Altogether, the spectrum of previously described SLURP1 activities ranges from agonistic to antagonistic and assumes a capability to trigger CHRNA7-coupled ionotropic as well as metabotropic signaling pathways [35, 43, 48, 49, 56]. Our study demonstrates that the action of SLURP1 and nicotine in PDAC cells is characterized by a non-competitive binding, sovereign signaling, and opposing activities of differing CHRNA7-dependency. This pattern suggests that these ligands act independently and interconnect through a mechanism most closely resembling functional antagonism – “a situation in which two agonists interact with different receptors and produce opposing effects” [57]; not to be confused with a chemical antagonism. Both, strong CHRNA7-dependency of SLURP1 and CHRNA7-infidelity of nicotine, are in line with previously published publications. An affinity purification assay excluded SLURP1 binding to α3, α4, α5, α6, β2, or β4 subunits and postulated CHRNA7 as a singular SLUPR1-receptor [43]. In contrast, nicotinic acetylcholine receptor subunits other than α7 have been well documented to bind nicotine. Furthermore, nicotine may permeate cellular membrane and activate mitochondrial CHRNA7s [9, 12, 18, 46, 58]. In this context, it should be noted that CHRNA7 is located on chromosome 15q11–14, a region known for a common inversion polymorphism, microdeletions, and segmental duplications [59]. These events distort the structure of CHRNA7 and are associated with Prader-Willi/Angelman syndrome and mental retardation [60]. Human-specific duplicons of CHRNA7 are encoded by the CHRFAM7A gene, consisting of the inverted CHRNA7 exons 5–10 fused with sequences of FAM7A [59]. Both receptors can bind SLURP1 and nicotine, but the downstream consequences may differ.
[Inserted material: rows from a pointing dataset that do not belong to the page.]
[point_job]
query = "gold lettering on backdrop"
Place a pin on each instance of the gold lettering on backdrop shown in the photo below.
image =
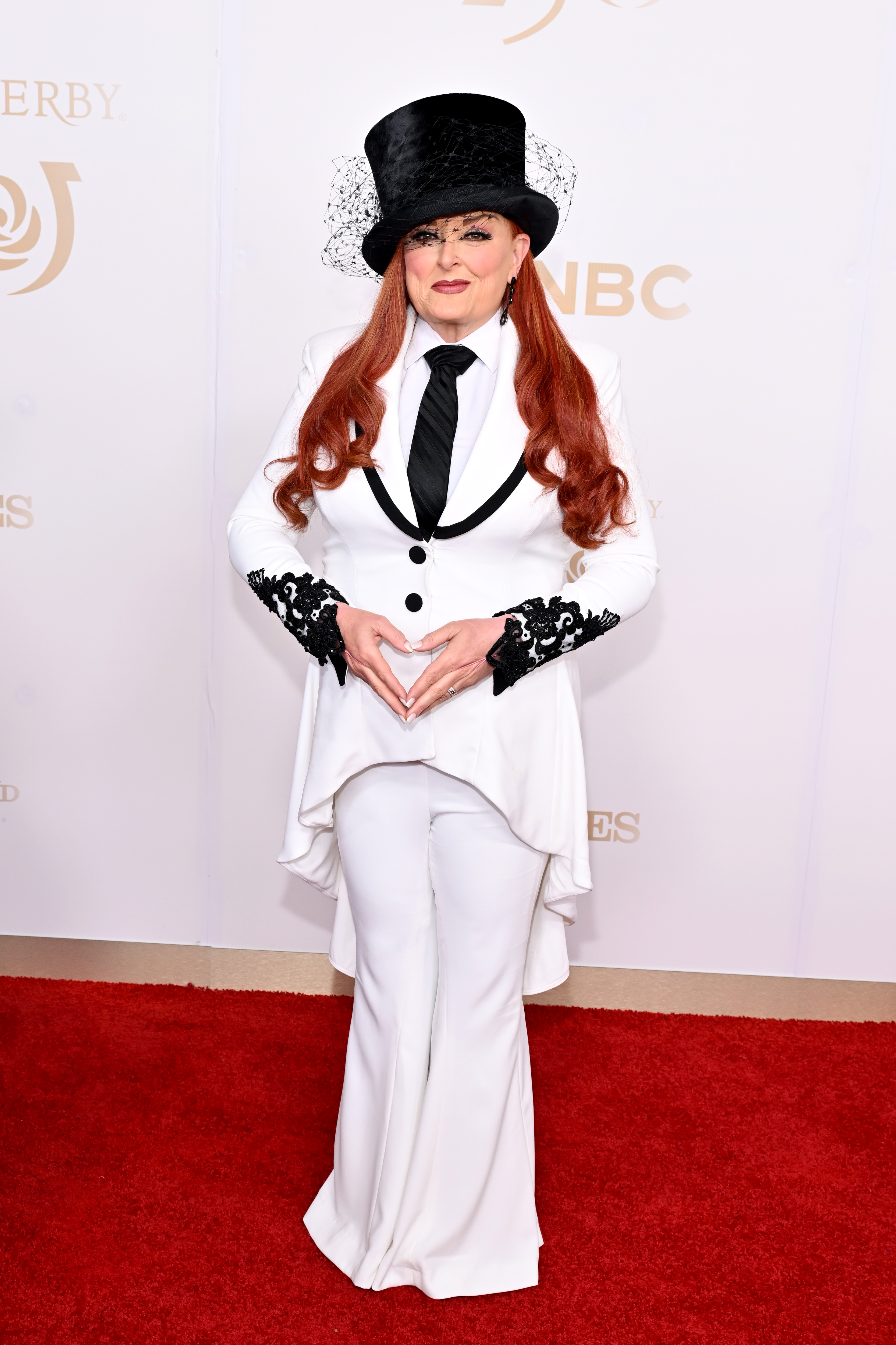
(14, 92)
(648, 292)
(107, 99)
(14, 97)
(600, 826)
(621, 287)
(74, 99)
(627, 826)
(14, 512)
(566, 299)
(19, 204)
(596, 828)
(58, 177)
(543, 23)
(42, 99)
For example, CHRFAM7A has been shown to reduce nicotine signaling via CHNRA7 [61]. In our study, we used three siRNA sets targeting CHRNA7, of which si#1 and si#2 targeted exclusively CHRNA7 only and si#3 targeted both CHRNA7 and CHRFAM7A. All depleting approaches similarly diminished the level of CHRNA7 and binding of FITC-labeled SLURP1, and restored SLURP1-inhibited migration, whereas invasion was reinstated in PANC-1 but not in COLO357 cultures. Whether SLURP1 and nicotine engage separate receptors or different CHRNA7-binding sites with inotropic/metabotropic bias and whether SLURP1 functions as an inverse agonist or ago-allosteric modulator remains to be determined.

Analysis of the clinical specimens established an association between postoperative survival and the levels of pancreatic CHRNA7 or preoperative systemic SLURP1 expression. It should be noted that the analyzed specimens came from patients with resected tumors [62]. Results of in vitro studies implied that SLURP1^high-patients might be better protected against PDAC recurrence or progression through direct anti-malignant effects of SLURP1 on CHRNA7-positive tumor cells. Thus, further studies should establish the prognostic role of SLURP1 in inoperable PDAC patients, and also explore the possibility of its therapeutic application. Most probably, the direct anti-malignant effect of SLURP1 on PDAC cells is not the only mechanism behind SLURP1-driven oncosuppression: tumor cells were not a sole source of the pancreatic CHRNA7 expression in cancerous lesions. Various non-malignant ‘normal’ cells also expressed CHRNA7, thus providing a broad spectrum of targets for potential oncosuppression [8, 37, 63]. Distinct compartmentalization (CHRNA7-negative stroma vs. highly positive acinar and immune cells) has further hampered prognostic assessment: the significance of CHRNA7 might be confounded by the frequencies of cells having their own clinical relevance [64, 65]. An exact interpretation of the clinico-molecular associations requires an extensive quantification of the CHRNA7- and CHRFAM7A-positive cell types, which can be done only with prior clarification of the mechanisms responsible for RNA/surface protein discrepancy detected by our PCR/FACS measurements. The issues of alternative splicing, stability, and turnover should be taken in account while designing further studies [66–69].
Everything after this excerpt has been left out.